Hierarchical Clustering	Builds a hierarchy of clusters, either agglomerative (bottom-up) or divisive (top-down). Doesn’t require specifying the number of clusters beforehand.
DBSCAN (Density-Based Spatial Clustering of Applications with Noise)	Groups together data points that are closely packed together, marking as outliers points that lie alone in low-density regions. Does not require specifying the number of clusters and is robust to outliers.
Spectral Clustering	Uses the eigenvalues of the similarity matrix of the data to reduce the dimensionality of the data before clustering in fewer dimensions.

Dimensionality Reduction

Principal Component Analysis (PCA)	Transforms data into a new coordinate system where the principal components capture the most variance in the data. Reduces the number of features while preserving important information.
t-distributed Stochastic Neighbor Embedding (t-SNE)	Reduces the dimensionality of data while preserving the local structure of the data points. Useful for visualizing high-dimensional data in lower dimensions.
Autoencoders	Neural networks that learn to encode and decode data, typically used for dimensionality reduction or feature learning. Can capture non-linear relationships.

Association Rule Mining

Apriori Algorithm: An algorithm for frequent itemset mining and association rule learning over relational databases. Identifies frequent itemsets and generates association rules based on minimum support and confidence thresholds.

Eclat Algorithm: Uses a depth-first search approach to find frequent itemsets.
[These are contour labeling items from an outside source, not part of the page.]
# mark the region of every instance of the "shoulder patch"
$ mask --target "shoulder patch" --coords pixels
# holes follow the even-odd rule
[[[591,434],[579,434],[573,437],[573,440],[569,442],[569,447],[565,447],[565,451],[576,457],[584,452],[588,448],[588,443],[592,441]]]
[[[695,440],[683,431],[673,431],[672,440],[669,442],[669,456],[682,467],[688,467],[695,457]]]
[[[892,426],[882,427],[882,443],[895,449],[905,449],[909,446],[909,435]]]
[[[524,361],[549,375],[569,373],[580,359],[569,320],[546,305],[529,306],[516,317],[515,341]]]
Can be more efficient than Apriori for certain datasets.

Reinforcement Learning

Core Concepts

Agent: An entity that interacts with an environment to learn optimal behavior.

Environment: The world in which the agent operates.

State: A representation of the current situation of the environment.

Action: A choice made by the agent to interact with the environment.

Reward: A scalar value that measures the immediate feedback from the environment to the agent.

Policy: A strategy that the agent uses to determine which action to take in a given state.

Value Function: A function that estimates the expected cumulative reward from a given state following a particular policy.

Q-Function: A function that estimates the expected cumulative reward from taking a specific action in a given state and following a particular policy.

Algorithms

Q-Learning	An off-policy algorithm that learns the optimal Q-function by iteratively updating Q-values based on observed rewards. Uses the Bellman equation.
SARSA (State-Action-Reward-State-Action)	An on-policy algorithm that updates Q-values based on the current policy. More conservative than Q-learning.
Deep Q-Network (DQN)	Uses a deep neural network to approximate the Q-function. Combines Q-learning with deep learning to handle high-dimensional state spaces.
Policy Gradients	Directly optimizes the policy without using a value function. Suitable for continuous action spaces.
Actor-Critic Methods	Combines policy gradients with value-based methods. Uses an actor to learn the policy and a critic to estimate the value function.

Exploration vs. Exploitation

Exploration: Trying out different actions to discover new states and rewards.

Exploitation: Choosing the action that is believed to yield the highest reward based on current knowledge.

Tradeoff: Balancing exploration and exploitation is crucial for learning optimal policies. Common strategies include ε-greedy and Upper Confidence Bound (UCB).